BIR regional office here through its cumulative report since 2003 showed that all districts overshot their individual collection targets.
"RD No. 105 in Surigao maintained increased collections against its collection target even much higher compared to other districts," said BIR Revenue Region No. 17 regional director Tamanatao Amerol.


Amerol said, all districts contributed in no small measure to the Region’s over-all good performance which posted a 15.61 percent increase in actual collections by collecting P1,620,734,770.87 against their collection goal of P1,578,359,000; an increase of P42,375,770.87 or 15.61 percent against the previous year's actual collections.

The BIR Caraga-region oversees the revenue collections efforts of four regional district offices, namely: Butuan-based RD 103 headed by regional district officer (RDO) Edilberto Radaza; RD 104 headed by RDO Lordel Monteclaro based in Bayugan, Agusan del Sur; and RD 106 headed by RDO Marcelino L. Yap based in Tandag, Surigao del Sur.

The revenue collection performance report for year 2006 furnished on this paper showed the following data: RD 103 – Butuan City posted an increased collection for 2006 increase of 3.53 percent; RD 104 Bayugan, Agusan del Sur posted a 3.53 percent increase; RD 105 Surigao City, an increase of 5.96 percent and RD 106 Tandag, Surigao del Sur with an increase of 1.78 percent.

Amerol said, the tax collection performance is largely boosted by the ongoing tax education and information campaign coupled with the various measures and strategies being implemented by every district revenue office in the region aimed to exceed their respective target collection goals.

All revenue district offices have exceeded its target collections over last year's (2005) collections.
"The biggest collection was made by Surigao City district revenue office under the leadership of Laguindab," Amerol said.

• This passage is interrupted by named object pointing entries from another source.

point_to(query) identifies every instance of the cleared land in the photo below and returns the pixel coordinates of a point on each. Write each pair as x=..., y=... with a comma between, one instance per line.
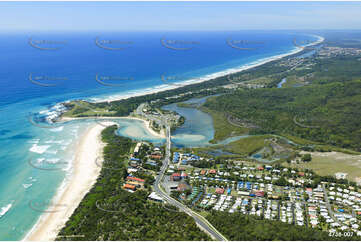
x=328, y=163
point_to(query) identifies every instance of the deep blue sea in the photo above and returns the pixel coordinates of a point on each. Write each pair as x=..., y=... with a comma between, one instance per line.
x=39, y=70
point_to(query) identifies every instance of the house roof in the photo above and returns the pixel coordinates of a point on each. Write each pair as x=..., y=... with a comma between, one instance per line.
x=128, y=186
x=135, y=179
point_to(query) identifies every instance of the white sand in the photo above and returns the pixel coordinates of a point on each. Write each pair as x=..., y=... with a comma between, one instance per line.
x=146, y=122
x=167, y=86
x=81, y=181
x=85, y=169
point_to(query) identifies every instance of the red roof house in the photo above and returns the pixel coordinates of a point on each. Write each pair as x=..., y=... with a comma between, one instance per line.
x=128, y=186
x=219, y=190
x=131, y=178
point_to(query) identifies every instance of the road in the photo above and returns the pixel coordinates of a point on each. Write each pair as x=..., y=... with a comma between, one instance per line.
x=199, y=219
x=328, y=205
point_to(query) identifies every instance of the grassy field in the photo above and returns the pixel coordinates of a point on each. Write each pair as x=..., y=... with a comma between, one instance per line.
x=222, y=128
x=247, y=145
x=328, y=163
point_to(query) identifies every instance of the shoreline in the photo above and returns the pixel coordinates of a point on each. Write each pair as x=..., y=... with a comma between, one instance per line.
x=146, y=123
x=81, y=180
x=49, y=224
x=208, y=77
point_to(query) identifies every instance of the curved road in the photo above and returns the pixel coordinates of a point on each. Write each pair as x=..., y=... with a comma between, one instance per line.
x=200, y=220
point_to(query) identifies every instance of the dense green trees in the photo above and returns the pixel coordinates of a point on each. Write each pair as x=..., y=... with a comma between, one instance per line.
x=328, y=113
x=237, y=226
x=108, y=212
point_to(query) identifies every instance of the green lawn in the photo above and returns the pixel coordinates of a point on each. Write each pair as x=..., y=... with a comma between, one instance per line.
x=328, y=163
x=247, y=145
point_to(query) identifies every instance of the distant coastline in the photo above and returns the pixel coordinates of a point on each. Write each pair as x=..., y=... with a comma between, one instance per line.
x=85, y=174
x=208, y=77
x=48, y=225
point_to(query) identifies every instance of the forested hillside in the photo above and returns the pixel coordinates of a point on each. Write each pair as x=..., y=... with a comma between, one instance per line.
x=110, y=213
x=325, y=113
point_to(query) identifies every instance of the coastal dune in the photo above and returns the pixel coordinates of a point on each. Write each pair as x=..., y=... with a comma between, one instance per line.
x=84, y=175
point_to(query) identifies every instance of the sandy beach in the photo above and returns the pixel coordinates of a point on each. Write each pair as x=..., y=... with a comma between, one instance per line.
x=167, y=86
x=146, y=123
x=84, y=176
x=90, y=147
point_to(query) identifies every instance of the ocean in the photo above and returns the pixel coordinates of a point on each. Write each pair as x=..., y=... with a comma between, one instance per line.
x=39, y=70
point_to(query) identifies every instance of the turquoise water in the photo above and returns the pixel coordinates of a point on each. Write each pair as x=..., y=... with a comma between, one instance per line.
x=35, y=161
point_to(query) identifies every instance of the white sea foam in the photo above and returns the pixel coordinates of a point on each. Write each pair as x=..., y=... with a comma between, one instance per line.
x=53, y=152
x=33, y=141
x=165, y=87
x=26, y=186
x=52, y=160
x=58, y=129
x=54, y=142
x=5, y=209
x=40, y=149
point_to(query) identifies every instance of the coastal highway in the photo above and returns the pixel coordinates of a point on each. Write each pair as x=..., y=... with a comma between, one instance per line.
x=200, y=220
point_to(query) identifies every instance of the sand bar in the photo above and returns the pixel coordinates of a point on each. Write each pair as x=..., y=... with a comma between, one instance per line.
x=84, y=175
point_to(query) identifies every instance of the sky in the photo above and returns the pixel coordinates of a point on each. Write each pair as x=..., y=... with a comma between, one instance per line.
x=177, y=16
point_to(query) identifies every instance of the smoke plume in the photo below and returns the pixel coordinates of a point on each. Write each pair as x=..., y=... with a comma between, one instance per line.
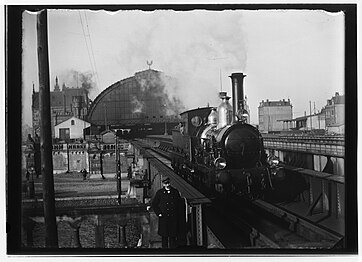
x=193, y=47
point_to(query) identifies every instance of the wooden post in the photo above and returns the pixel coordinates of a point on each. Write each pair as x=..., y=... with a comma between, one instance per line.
x=122, y=236
x=51, y=234
x=99, y=233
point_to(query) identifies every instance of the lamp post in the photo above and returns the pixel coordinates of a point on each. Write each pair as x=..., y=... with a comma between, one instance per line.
x=118, y=172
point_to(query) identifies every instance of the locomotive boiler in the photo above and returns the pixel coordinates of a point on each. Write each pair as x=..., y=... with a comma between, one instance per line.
x=217, y=150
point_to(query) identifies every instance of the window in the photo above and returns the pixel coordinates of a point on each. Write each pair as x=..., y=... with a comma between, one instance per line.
x=64, y=133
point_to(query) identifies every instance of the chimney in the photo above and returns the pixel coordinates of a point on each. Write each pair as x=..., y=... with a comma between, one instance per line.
x=237, y=82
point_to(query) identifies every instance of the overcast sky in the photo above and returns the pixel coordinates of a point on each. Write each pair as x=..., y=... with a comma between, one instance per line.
x=295, y=54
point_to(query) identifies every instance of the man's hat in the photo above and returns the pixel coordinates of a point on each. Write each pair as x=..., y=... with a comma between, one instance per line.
x=165, y=179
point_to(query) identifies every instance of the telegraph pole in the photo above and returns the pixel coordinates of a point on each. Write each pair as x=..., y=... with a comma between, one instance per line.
x=51, y=234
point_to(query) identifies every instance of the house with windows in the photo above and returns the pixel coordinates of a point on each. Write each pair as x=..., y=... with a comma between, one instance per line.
x=71, y=128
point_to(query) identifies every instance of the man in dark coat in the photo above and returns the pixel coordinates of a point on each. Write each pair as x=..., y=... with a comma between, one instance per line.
x=166, y=205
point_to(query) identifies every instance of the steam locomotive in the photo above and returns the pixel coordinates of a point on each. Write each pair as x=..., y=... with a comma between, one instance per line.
x=218, y=151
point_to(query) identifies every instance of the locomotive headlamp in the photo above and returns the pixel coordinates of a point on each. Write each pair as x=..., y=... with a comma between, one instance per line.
x=273, y=161
x=220, y=163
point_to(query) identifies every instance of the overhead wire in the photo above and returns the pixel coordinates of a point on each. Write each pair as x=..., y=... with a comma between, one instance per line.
x=93, y=68
x=90, y=40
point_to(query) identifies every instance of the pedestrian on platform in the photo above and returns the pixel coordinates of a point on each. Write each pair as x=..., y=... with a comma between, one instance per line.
x=166, y=205
x=27, y=175
x=84, y=173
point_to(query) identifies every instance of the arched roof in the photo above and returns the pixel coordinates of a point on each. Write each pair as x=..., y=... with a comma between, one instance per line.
x=139, y=99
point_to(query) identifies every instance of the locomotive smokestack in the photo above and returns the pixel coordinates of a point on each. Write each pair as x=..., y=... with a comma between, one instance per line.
x=237, y=81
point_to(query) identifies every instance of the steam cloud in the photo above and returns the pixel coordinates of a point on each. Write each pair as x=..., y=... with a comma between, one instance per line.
x=74, y=79
x=190, y=46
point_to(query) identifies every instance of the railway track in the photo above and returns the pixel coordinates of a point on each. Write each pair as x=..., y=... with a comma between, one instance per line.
x=238, y=223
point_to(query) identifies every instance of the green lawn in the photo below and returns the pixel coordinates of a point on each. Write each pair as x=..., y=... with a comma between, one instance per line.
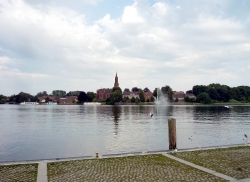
x=132, y=168
x=18, y=172
x=233, y=161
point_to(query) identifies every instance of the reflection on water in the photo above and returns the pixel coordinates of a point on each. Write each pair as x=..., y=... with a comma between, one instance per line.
x=45, y=132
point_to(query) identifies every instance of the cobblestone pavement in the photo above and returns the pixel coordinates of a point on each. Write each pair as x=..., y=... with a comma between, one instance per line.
x=233, y=161
x=133, y=168
x=19, y=172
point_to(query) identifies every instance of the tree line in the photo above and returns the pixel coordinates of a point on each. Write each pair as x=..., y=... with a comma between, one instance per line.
x=215, y=92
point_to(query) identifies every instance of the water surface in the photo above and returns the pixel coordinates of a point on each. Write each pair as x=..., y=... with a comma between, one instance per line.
x=30, y=132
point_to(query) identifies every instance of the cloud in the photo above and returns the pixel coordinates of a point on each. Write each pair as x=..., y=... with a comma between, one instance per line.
x=150, y=45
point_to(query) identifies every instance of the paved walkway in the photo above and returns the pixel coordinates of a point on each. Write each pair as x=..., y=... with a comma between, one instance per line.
x=201, y=168
x=42, y=175
x=42, y=172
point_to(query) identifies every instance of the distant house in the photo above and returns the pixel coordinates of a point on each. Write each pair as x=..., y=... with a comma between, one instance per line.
x=191, y=96
x=180, y=95
x=130, y=95
x=103, y=93
x=148, y=95
x=52, y=98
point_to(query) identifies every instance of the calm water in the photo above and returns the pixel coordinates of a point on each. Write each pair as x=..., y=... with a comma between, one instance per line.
x=46, y=132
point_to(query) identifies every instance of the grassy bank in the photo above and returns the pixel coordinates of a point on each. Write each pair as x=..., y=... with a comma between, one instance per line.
x=154, y=167
x=233, y=161
x=18, y=172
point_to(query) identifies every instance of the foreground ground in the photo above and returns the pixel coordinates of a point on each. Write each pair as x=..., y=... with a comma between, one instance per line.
x=233, y=161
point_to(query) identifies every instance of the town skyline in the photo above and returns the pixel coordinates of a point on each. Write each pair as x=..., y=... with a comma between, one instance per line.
x=47, y=45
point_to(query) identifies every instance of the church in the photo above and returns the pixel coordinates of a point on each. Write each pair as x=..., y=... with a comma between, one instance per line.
x=104, y=93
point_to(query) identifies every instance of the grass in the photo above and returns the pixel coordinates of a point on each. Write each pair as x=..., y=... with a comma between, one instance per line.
x=233, y=161
x=131, y=168
x=18, y=172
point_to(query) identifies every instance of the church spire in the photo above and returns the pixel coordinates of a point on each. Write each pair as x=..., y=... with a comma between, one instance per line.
x=116, y=81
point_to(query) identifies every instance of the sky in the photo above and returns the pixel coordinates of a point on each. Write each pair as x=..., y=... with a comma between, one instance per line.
x=48, y=45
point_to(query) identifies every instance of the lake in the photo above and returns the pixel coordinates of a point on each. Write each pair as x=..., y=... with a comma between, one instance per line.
x=30, y=132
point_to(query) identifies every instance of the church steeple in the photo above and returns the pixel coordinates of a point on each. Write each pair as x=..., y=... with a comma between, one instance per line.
x=116, y=81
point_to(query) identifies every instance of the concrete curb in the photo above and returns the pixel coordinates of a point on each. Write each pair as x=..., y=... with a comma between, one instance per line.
x=201, y=168
x=42, y=172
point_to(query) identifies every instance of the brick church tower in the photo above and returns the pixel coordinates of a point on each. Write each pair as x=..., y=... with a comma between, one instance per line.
x=116, y=81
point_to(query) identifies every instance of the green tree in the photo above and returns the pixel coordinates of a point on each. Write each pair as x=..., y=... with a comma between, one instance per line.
x=146, y=89
x=2, y=99
x=133, y=100
x=83, y=97
x=152, y=99
x=91, y=96
x=197, y=89
x=116, y=96
x=60, y=93
x=73, y=93
x=168, y=90
x=135, y=89
x=204, y=98
x=155, y=92
x=141, y=96
x=176, y=99
x=22, y=97
x=126, y=90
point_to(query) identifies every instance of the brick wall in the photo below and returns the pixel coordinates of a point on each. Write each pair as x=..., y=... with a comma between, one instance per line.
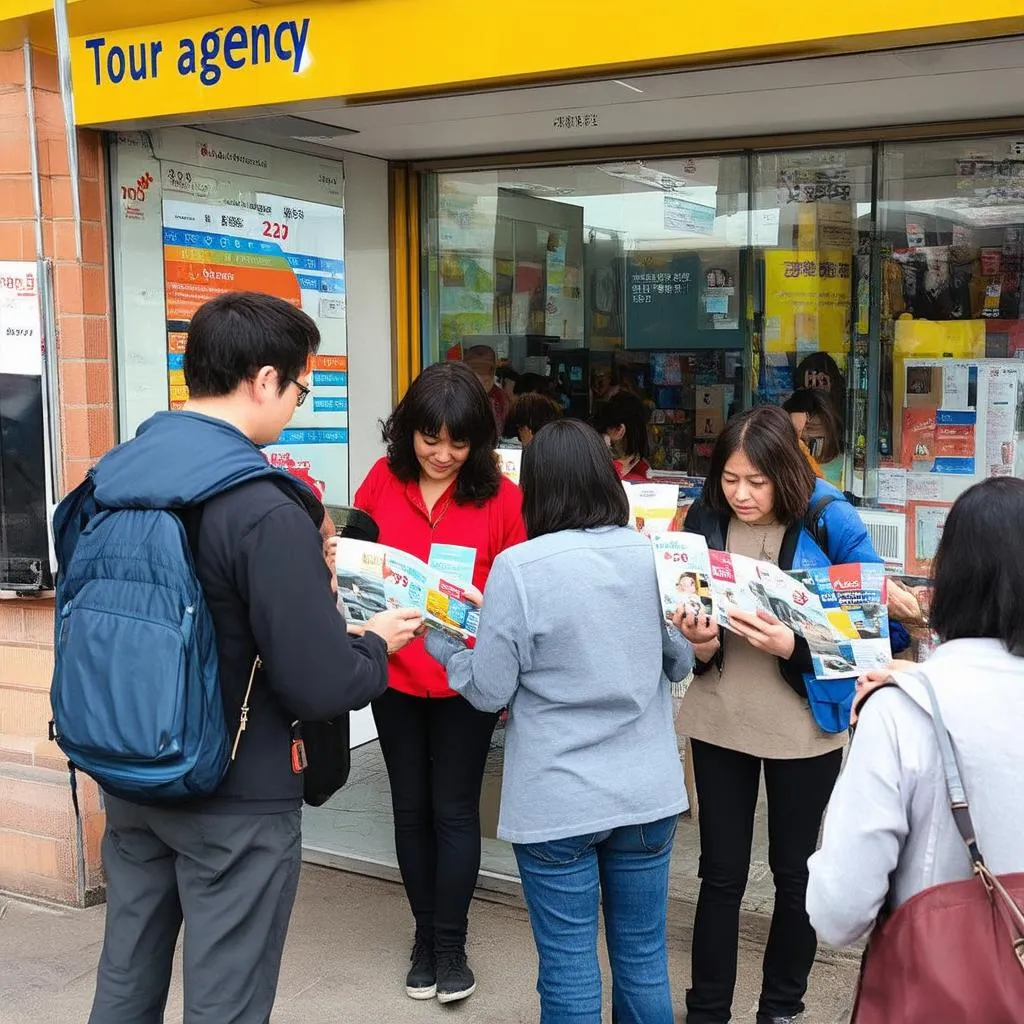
x=39, y=852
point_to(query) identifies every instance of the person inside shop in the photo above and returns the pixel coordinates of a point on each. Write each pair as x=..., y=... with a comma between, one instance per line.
x=820, y=372
x=889, y=824
x=483, y=361
x=529, y=413
x=817, y=426
x=750, y=708
x=593, y=784
x=623, y=421
x=438, y=483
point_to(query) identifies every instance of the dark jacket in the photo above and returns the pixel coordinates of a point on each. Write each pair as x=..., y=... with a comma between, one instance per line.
x=259, y=558
x=848, y=542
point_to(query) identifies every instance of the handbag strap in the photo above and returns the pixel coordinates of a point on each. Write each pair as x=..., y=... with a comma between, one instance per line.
x=950, y=769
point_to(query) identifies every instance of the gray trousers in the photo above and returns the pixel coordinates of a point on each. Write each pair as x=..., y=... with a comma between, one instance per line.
x=230, y=879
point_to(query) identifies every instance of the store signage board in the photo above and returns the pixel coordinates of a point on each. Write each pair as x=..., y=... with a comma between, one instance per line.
x=314, y=51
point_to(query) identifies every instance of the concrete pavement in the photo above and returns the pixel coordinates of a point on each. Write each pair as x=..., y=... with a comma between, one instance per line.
x=345, y=963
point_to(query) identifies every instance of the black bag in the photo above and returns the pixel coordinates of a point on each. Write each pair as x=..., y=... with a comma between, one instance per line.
x=329, y=759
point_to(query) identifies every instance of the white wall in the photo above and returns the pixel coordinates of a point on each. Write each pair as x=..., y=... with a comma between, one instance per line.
x=368, y=271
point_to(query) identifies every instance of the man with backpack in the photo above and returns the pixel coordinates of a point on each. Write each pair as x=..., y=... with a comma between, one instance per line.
x=197, y=630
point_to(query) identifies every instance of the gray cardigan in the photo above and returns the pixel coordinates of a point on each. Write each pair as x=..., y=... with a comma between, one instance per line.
x=889, y=832
x=573, y=642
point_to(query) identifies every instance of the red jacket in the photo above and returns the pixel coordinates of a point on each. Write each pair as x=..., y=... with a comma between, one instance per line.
x=399, y=512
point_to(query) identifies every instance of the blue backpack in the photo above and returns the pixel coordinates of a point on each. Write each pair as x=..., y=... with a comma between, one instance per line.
x=135, y=693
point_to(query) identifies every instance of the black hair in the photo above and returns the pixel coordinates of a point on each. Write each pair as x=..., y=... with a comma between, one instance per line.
x=813, y=401
x=812, y=372
x=569, y=481
x=979, y=565
x=532, y=411
x=625, y=410
x=449, y=395
x=767, y=437
x=233, y=336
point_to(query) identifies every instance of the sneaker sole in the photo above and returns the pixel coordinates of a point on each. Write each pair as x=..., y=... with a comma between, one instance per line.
x=456, y=996
x=421, y=993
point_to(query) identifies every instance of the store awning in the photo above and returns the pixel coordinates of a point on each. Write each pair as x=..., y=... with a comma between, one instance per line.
x=220, y=56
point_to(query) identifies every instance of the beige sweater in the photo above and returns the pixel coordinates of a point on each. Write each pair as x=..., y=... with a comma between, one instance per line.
x=750, y=707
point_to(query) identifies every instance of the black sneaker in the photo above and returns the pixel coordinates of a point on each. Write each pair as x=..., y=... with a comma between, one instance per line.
x=421, y=982
x=455, y=980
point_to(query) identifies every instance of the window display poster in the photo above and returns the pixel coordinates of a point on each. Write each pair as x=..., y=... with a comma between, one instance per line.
x=276, y=245
x=807, y=301
x=25, y=549
x=663, y=297
x=925, y=521
x=1000, y=422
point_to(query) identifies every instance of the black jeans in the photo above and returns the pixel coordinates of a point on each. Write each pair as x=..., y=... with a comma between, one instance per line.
x=727, y=784
x=435, y=750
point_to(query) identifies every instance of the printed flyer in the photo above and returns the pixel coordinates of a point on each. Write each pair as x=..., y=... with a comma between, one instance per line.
x=840, y=610
x=653, y=507
x=510, y=463
x=373, y=578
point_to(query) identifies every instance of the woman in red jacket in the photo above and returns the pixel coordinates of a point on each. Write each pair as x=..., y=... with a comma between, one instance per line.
x=438, y=484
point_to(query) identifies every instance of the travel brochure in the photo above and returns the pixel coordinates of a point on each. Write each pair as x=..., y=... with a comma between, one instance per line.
x=373, y=578
x=840, y=610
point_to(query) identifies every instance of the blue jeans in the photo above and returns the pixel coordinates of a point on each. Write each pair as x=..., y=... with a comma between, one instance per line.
x=562, y=881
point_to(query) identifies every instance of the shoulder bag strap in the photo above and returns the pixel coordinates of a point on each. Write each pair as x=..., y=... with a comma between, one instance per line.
x=954, y=784
x=1012, y=913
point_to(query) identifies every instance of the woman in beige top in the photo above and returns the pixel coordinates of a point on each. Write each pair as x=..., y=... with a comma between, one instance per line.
x=755, y=704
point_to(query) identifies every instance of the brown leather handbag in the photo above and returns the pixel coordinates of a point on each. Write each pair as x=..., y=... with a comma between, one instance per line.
x=952, y=953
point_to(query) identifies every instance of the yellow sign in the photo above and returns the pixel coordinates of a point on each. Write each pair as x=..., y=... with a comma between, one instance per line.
x=807, y=301
x=314, y=51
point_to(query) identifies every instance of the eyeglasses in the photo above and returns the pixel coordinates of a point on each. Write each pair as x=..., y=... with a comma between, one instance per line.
x=304, y=391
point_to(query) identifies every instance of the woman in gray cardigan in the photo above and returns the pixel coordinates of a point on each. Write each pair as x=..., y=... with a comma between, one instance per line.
x=573, y=642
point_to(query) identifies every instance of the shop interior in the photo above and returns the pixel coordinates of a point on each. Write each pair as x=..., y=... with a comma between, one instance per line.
x=887, y=276
x=882, y=271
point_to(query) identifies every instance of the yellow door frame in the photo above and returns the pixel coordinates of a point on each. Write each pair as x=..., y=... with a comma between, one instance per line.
x=406, y=305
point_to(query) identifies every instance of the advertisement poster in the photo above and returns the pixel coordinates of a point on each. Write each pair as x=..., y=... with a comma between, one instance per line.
x=25, y=553
x=807, y=301
x=290, y=248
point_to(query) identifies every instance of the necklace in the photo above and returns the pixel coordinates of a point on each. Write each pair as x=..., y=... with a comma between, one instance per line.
x=434, y=520
x=765, y=555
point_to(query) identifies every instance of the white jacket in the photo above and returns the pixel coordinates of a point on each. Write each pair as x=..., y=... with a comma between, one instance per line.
x=890, y=813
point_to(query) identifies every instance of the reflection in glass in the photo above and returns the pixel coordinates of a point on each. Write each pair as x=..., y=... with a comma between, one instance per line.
x=605, y=278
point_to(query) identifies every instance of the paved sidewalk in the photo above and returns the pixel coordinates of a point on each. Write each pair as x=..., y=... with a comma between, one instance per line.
x=345, y=963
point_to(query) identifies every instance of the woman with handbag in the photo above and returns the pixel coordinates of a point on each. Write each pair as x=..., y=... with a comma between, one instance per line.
x=756, y=705
x=438, y=484
x=890, y=836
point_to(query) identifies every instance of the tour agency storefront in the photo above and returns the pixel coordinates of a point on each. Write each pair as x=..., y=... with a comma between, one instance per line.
x=603, y=196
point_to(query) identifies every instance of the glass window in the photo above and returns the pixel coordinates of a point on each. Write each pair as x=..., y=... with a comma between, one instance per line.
x=951, y=219
x=628, y=275
x=811, y=237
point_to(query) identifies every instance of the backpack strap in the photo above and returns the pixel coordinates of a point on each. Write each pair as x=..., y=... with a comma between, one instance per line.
x=815, y=524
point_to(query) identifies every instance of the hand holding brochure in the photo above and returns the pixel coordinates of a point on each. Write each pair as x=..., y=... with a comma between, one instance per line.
x=840, y=610
x=373, y=578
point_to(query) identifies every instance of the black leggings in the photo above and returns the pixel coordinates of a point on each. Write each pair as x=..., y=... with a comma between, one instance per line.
x=435, y=750
x=727, y=784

Second highest is RD No. 104 based in Bayugan, Agusan del Sur under RDO Lordel Monteclaro with actual tax collections of P275,233,854.43 or an increase of 3.53 percent with the amount of P9,390,854.43.

Butuan City revenue district office under RDO Edilberto Radaza also exceeded its target goal for 2006 amounting to P4,452,948.03 from its target collections of P627,003,000 after Radaza collected P631,455,948.03.

Tandag, Surigao del Sur revenue district office under RDO Marcelino Yap also exceeded by 1.78 percent (2006) totaling P5,081,582.02.

Amerol said, the BIR Commissioner has ordered all Regional Directors throughout the country to sustain the effort in the government's drive against tax evasion following his warning to other businessmen and firms that BIR would never countenance tax evasion as it is considered a "crime against the people."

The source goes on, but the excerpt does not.